The exact causes of hypochondriasis are unknown. There may be a biological predisposition, and the disorder can also be learned behavior. Children who already have an anxiety disorder may be more susceptible; others at risk include those who have family members who are ill and children who have recently lost a family member or friend. Males and females are equally likely to have hypochondriasis.


To be diagnosed with hypochondriasis your child must experience a severe preoccupation with having a physical illness that interferes with school, home life, and social development, causing significant distress. Before concluding that it’s hypochondriasis, of course, your doctor will do a physical examination and appropriate laboratory work to make sure that your child is not actually ill.


Psychotherapeutic: Therapists frequently employ cognitive behavioral therapy (CBT) to help children identify the thoughts that fuel their anxiety reactions, with the goal of stopping behaviors that worsen their fear. Through CBT kids with hypochondriasis can learn to accept that their thoughts are just thoughts, and not proof of any physical illness.

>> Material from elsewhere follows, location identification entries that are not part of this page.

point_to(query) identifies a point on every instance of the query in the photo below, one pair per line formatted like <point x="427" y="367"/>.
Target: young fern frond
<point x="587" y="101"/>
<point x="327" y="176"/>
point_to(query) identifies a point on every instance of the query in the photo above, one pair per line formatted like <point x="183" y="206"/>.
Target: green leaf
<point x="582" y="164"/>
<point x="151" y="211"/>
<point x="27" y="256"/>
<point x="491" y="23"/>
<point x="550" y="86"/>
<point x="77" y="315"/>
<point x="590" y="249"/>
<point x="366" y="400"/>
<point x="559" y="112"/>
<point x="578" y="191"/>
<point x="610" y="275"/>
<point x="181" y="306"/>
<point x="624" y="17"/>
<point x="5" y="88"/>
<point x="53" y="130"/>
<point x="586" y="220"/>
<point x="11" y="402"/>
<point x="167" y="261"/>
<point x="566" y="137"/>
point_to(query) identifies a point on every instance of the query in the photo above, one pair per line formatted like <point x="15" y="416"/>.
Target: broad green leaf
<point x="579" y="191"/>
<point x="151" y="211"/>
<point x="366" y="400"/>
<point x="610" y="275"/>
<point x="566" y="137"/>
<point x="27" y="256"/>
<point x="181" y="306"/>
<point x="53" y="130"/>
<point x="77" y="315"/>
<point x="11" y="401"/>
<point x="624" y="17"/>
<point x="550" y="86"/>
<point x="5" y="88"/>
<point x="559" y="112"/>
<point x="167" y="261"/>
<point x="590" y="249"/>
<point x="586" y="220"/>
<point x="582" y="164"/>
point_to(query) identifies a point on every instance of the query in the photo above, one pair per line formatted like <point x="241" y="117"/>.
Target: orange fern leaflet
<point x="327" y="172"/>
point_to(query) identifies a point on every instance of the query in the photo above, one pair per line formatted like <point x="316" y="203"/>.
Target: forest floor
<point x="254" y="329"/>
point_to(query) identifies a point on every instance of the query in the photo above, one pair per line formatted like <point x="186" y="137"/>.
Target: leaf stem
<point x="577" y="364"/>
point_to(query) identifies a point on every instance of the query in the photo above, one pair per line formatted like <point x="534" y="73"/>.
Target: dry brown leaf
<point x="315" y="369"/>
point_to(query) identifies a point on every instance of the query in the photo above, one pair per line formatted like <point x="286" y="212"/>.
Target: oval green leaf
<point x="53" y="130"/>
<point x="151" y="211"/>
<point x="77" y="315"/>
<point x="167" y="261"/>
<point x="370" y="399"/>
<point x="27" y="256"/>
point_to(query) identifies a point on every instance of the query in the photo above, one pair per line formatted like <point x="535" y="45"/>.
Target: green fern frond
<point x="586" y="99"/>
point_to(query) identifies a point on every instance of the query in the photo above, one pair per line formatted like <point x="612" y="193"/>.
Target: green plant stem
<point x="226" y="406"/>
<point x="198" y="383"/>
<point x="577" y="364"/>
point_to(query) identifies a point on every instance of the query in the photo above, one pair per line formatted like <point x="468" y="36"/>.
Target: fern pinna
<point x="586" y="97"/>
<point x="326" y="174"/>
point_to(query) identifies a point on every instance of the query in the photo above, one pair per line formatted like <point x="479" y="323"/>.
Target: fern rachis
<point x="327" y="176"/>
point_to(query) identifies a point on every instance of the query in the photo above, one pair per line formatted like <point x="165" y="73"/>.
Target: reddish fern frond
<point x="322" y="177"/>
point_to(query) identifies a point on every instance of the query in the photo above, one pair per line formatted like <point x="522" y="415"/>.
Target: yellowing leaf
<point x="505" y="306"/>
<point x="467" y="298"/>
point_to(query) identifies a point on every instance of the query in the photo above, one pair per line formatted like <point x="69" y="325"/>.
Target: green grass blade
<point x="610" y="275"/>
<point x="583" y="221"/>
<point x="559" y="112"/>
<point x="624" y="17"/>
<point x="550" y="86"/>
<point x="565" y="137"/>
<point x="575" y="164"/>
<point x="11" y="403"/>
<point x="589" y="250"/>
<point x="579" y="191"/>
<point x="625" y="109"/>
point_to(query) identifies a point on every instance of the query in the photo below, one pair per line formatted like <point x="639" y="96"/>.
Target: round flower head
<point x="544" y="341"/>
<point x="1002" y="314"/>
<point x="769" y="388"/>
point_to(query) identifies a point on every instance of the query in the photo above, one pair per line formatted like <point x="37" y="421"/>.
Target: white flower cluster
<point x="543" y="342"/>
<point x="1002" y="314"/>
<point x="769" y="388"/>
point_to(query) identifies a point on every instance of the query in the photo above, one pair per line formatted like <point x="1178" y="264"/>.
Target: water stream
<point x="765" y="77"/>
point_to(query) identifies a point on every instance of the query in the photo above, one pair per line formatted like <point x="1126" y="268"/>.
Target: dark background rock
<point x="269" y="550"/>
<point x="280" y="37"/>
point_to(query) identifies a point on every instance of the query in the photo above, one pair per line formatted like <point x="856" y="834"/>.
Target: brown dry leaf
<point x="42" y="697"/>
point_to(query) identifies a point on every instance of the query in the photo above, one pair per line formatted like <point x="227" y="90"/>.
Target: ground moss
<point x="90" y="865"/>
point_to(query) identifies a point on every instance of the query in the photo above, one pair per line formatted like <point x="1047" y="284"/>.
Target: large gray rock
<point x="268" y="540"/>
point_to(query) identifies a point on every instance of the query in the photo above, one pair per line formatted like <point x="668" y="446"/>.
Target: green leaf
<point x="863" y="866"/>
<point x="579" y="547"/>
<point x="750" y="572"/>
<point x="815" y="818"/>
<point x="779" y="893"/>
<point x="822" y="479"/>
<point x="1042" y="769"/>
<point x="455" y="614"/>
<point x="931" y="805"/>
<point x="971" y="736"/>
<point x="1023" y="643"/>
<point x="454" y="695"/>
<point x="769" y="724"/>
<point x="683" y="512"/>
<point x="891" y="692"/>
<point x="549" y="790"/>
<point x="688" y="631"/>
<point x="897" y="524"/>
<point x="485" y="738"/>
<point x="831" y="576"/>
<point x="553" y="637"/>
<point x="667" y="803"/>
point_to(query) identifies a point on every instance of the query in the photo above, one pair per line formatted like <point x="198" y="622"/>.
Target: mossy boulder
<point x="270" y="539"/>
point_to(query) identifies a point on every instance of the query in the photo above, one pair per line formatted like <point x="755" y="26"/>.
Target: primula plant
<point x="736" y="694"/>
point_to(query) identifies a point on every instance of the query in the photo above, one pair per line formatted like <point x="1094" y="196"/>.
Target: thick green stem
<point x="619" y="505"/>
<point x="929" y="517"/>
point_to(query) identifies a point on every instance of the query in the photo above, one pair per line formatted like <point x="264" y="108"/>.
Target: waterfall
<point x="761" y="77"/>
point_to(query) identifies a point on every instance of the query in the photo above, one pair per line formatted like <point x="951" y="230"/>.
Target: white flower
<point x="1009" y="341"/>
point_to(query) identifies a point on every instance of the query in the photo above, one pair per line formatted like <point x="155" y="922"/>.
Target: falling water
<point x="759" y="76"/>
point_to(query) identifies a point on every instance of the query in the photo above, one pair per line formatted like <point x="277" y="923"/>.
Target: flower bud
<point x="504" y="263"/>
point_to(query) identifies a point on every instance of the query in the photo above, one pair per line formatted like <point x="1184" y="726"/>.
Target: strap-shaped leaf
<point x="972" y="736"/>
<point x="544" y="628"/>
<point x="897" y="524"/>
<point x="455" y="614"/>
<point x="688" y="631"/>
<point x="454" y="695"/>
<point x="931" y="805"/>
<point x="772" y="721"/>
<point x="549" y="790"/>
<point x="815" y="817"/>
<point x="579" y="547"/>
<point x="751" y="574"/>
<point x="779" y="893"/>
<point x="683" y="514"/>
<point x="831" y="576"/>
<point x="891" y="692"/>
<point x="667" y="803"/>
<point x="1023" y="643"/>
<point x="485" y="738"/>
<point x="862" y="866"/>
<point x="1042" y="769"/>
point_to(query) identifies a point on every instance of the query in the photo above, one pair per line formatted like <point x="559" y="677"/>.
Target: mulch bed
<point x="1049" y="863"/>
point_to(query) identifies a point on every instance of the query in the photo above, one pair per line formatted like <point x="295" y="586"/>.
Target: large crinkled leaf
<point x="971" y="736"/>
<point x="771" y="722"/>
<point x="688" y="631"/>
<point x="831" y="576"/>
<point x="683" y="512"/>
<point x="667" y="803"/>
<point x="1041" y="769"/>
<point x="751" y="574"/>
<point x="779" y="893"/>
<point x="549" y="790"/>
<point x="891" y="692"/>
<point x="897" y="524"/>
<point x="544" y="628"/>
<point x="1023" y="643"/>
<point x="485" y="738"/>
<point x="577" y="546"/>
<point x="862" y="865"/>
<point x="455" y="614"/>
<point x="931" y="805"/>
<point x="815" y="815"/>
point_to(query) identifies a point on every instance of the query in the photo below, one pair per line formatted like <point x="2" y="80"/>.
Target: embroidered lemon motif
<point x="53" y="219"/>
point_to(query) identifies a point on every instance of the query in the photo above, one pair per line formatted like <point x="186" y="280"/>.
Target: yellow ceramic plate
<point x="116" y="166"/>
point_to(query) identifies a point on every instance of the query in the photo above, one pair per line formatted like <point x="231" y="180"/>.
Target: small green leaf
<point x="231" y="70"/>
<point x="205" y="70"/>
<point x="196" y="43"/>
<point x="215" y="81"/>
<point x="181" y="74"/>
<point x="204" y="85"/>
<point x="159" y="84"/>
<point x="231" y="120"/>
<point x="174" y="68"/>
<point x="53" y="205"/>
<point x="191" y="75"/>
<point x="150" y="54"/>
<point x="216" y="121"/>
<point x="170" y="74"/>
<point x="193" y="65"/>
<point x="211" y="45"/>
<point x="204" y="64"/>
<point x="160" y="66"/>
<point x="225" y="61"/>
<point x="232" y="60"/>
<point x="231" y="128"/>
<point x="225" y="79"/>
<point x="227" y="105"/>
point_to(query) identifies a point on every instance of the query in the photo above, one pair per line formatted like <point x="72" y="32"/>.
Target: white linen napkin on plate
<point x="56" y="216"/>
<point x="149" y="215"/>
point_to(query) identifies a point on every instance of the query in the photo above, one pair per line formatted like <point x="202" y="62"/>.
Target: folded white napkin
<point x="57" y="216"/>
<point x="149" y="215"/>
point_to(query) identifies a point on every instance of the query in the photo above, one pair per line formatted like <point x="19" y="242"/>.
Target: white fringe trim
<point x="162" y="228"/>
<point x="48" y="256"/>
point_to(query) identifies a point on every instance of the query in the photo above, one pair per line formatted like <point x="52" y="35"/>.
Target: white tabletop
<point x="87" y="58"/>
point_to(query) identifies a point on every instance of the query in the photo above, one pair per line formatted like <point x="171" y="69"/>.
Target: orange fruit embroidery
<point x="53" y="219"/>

After a child has some success with CBT, she may undergo exposure and response prevention therapy, which exposes kids to feared thoughts and situations in a therapeutic setting, to gradually diminish their power and train the child not to react. For example, a boy who frequently monitors his vital statistics might be asked to refrain from checking his pulse for a set period of time. A child afraid of going to the doctor might be helped to call the doctor’s office and make an appointment. Similarly, parents can be trained to be less reactive through exposure therapy. The therapist can also help families establish guidelines about when to call the pediatrician.


Pharmacological: Antidepressant medications such as SSRIs are sometimes prescribed to help relieve symptoms of anxiety.

Frequently asked questions

What if my child is actually sick?
The doctor will check your child’s symptoms and establish whether she is physically ill or not. Physical exams and appropriate laboratory work are always the first step in any hypochondriasis evaluation.
What happens when my child with hypochondriasis actually becomes sick?
It’s important not to skip routine checkups or begin ignoring your child’s symptoms. Focus on finding a good family doctor who is supportive of your child and understands her condition. Work with your doctor and develop a plan to monitor your child’s medical condition while behavioral therapy helps your child learn ways to recognize things that trigger anxiety and to avoid responding compulsively.
Does medication help?
Antidepressant medications such as SSRIs may be helpful in treating anxiety symptoms that affect children with hypochondriasis. However, if your child experiences any side effects from the medication, she could mistake the side effects as indicators of an illness, exacerbating her anxiety.